Zukunftsfähige Hölzer nahe Holzkirchen

Das fordern Waldbesitzer und Bund Naturschutz für den Wald

Vertreter des Bundes Naturschutz und der Waldbesitzervereinigungen sind sich einig: Ohne die Mithilfe der Jagd können sich zukunftsfähige Mischwälder, wie sie Revierförster Robert Wiechmann (l.) kürzlich in Hartpenning vorstellte, nicht regenerieren.
+
Vertreter des Bundes Naturschutz und der Waldbesitzervereinigungen sind sich einig: Ohne die Mithilfe der Jagd können sich zukunftsfähige Mischwälder, wie sie Revierförster Robert Wiechmann (l.) kürzlich in Hartpenning vorstellte, nicht regenerieren.

Holzkirchen – Die Jagd muss dem Wald helfen. Daher fordern Waldbesitzer und Vertreter des Bundes Naturschutz effiziente Jagd für zukunftsfähige Hölzer.

Dem deutschen Wald geht es schlecht – so die übereinstimmende Meinung von Vertretern des Bundes Naturschutz (BN), der Waldbesitzervereinigungen (WBV) Holzkirchen und Wolfratshausen sowie des Amts für Ernährung, Landwirtschaft und Forsten (AELF) Holzkirchen.

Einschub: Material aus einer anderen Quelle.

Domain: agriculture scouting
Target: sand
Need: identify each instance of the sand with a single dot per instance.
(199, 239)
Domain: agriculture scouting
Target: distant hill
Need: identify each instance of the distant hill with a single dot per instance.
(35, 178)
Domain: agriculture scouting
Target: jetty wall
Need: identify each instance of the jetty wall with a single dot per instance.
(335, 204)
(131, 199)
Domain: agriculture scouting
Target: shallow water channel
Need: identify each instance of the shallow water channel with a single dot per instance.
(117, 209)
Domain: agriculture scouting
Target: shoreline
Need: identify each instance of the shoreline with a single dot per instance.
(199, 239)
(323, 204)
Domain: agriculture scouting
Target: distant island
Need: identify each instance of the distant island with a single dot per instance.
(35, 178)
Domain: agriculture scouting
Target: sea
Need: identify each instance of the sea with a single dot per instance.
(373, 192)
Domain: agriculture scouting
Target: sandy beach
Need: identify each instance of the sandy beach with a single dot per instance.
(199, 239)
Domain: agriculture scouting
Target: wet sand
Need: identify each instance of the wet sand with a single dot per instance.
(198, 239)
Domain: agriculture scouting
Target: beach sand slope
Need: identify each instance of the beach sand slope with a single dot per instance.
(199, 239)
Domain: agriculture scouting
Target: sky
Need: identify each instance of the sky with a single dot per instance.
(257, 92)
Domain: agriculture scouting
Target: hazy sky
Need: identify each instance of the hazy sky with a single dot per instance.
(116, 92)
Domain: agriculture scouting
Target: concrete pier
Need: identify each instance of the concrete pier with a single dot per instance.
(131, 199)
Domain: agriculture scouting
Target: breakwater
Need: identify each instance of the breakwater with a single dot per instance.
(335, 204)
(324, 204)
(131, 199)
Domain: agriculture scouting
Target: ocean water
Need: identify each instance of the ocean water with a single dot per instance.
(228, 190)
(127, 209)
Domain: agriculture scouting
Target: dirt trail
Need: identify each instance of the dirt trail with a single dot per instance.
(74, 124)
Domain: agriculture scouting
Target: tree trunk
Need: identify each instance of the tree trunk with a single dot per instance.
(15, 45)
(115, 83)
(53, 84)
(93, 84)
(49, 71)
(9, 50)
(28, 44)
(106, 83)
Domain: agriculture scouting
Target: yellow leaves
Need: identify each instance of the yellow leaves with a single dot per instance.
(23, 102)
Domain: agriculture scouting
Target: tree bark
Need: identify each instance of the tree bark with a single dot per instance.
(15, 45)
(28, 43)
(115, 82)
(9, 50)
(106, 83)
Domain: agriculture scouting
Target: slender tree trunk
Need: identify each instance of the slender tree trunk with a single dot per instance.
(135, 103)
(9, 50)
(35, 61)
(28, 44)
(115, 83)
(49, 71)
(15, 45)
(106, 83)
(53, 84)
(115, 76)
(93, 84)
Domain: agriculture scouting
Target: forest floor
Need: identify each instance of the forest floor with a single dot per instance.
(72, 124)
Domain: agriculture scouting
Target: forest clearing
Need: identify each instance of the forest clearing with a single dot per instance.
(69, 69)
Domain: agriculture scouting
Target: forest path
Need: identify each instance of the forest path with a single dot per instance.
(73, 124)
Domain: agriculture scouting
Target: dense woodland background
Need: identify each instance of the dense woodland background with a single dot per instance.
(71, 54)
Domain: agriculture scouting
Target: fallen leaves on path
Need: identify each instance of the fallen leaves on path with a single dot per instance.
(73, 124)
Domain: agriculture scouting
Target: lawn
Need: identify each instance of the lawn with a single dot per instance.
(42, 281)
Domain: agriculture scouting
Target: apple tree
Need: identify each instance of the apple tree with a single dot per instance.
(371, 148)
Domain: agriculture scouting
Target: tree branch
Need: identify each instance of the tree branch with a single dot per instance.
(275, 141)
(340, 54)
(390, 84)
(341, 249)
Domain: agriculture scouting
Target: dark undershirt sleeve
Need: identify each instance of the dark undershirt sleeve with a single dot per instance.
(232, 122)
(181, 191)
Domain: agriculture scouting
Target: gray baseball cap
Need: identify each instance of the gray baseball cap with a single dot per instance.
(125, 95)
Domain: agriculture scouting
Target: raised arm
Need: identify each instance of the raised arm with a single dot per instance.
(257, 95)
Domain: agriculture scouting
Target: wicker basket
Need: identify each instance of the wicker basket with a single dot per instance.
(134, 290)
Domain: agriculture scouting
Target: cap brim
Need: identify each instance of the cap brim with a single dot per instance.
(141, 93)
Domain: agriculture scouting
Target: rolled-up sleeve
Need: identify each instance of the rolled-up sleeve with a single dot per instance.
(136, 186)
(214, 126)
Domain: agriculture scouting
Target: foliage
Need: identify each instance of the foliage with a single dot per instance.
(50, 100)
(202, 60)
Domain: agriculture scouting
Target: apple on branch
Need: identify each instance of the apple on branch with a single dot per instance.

Dass es auch anders geht, zeigten sie jüngst bei einem Termin inmitten eines Waldstücks nahe Babenberg.

Der Landesvorsitzende des BN Bayern, Richard Mergner, zeichnete ein düsteres Bild zum Zustand der deutschen Wälder. Demnach haben in vielen Teilen Borkenkäfer, Stürme und Trockenheit dazu geführt, dass die Wälder nicht mehr ihren Funktionen für Trinkwasserschutz, Biodiversität und als Rohstofflieferant nachkommen können. Dies liege zum Teil auch an Fehlern in der Vergangenheit, in der auf Fichten als schnell wachsende Rohstofflieferanten gesetzt wurde. Damit aber der Wald als intaktes Ökosystem in Zeiten des Klimawandels eine gute Zukunft hat, braucht es einen Waldumbau hin zu Mischwäldern mit Tanne, Buche und Eiche. Ohne Mithilfe der Jagd sei dies aber nicht zu schaffen, ist Mergner überzeugt.

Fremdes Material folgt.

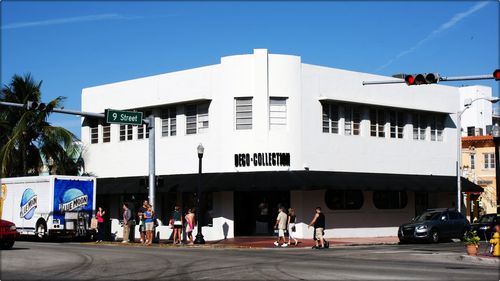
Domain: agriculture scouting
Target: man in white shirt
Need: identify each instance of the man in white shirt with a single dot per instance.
(281, 221)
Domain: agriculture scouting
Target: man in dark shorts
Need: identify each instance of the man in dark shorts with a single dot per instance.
(319, 227)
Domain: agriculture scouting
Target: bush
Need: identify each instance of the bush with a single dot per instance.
(471, 238)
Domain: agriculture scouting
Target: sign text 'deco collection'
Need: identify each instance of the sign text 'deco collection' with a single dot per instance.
(262, 159)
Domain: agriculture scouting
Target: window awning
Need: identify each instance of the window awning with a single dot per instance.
(284, 181)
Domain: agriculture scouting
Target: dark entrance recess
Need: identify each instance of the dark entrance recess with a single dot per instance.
(255, 212)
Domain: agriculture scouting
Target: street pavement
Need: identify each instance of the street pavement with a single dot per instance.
(90, 261)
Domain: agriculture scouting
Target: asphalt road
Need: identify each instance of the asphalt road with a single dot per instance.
(74, 261)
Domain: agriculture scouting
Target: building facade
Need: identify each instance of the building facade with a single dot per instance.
(277, 131)
(478, 159)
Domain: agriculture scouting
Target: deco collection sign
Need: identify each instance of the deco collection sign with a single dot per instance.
(262, 159)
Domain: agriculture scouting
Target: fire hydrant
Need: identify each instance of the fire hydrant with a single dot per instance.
(495, 242)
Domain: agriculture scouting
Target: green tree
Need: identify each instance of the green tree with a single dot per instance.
(28, 140)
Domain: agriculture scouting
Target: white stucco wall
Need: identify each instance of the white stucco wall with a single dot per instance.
(262, 75)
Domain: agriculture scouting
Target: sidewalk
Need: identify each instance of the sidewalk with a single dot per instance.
(267, 242)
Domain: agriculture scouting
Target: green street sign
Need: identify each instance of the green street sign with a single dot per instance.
(123, 117)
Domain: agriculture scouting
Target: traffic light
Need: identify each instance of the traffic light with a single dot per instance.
(422, 79)
(33, 105)
(496, 74)
(410, 80)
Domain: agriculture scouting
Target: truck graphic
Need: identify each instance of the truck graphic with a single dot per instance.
(50, 205)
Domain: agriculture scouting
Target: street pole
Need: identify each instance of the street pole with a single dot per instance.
(199, 236)
(496, 140)
(497, 173)
(152, 181)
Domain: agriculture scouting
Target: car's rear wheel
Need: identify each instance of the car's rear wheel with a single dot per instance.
(434, 236)
(6, 245)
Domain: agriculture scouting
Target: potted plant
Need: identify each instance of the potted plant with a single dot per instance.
(471, 241)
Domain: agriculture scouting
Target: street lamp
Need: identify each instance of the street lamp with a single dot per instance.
(496, 139)
(467, 104)
(199, 236)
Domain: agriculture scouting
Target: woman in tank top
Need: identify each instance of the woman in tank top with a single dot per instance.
(291, 226)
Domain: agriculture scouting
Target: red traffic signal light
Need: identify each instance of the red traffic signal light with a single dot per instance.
(496, 74)
(33, 105)
(431, 78)
(410, 80)
(422, 78)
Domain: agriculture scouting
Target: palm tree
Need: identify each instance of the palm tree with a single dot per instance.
(27, 140)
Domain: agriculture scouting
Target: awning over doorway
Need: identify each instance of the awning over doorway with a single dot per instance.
(286, 180)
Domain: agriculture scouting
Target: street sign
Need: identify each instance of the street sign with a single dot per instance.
(123, 117)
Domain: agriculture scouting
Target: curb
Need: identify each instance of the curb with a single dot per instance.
(480, 259)
(228, 246)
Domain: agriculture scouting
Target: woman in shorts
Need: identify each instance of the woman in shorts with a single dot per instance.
(148, 215)
(177, 217)
(189, 225)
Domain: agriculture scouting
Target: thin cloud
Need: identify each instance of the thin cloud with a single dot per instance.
(88, 18)
(445, 26)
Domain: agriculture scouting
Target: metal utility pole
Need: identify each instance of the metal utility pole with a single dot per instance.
(112, 117)
(152, 169)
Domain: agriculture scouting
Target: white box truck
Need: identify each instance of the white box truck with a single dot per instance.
(49, 205)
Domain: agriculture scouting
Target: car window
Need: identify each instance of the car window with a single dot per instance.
(487, 219)
(444, 216)
(427, 216)
(454, 216)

Dass es geht, zeigt das Gebiet der Jagdgenossenschaft Hartpenning. Wie Revierförster Robert Wiechmann (AELF) erklärte, ist das nicht nur einer guten Lage mit ausreichend Niederschlägen zu verdanken, sondern auch einer gut 30 Jahre langen Kooperation zwischen Waldbesitzern, Jägern, dem BN und der Beratung durch das AELF. Letztlich habe dies zu den positiven Waldbildern geführt, die während des rund zweistündigen Waldspaziergangs gezeigt wurden.

„Klares Ziel war und muss es sein, dass alle standortheimischen Baumarten im Wesentlichen ohne Schutzmaßnahmen wie Zäune oder Plastikclips aufwachsen können“, erklärte Michael Lechner, Vorsitzender der WBV Holzkirchen. Johann Killer ergänzte als Vorsitzender der WBV Wolfratshausen: „Dazu verträgt der Wald als Wildlebensraum allerdings auch nur eine begrenzte Menge an Rehen.“ Damit dieses Verhältnis stimmt, nannte Jagdvorsteher Josef Taubenberger für das Hartpenninger Revier eine Strecke von 180 Rehen jährlich. „Als wir in unserem rund 3.000 Hektar großen Revier, das zur Hälfte aus Wald besteht, einmal 20 Tiere weniger geschossen haben, hat sich das sofort am erhöhtem Verbiss gezeigt“, sagte er.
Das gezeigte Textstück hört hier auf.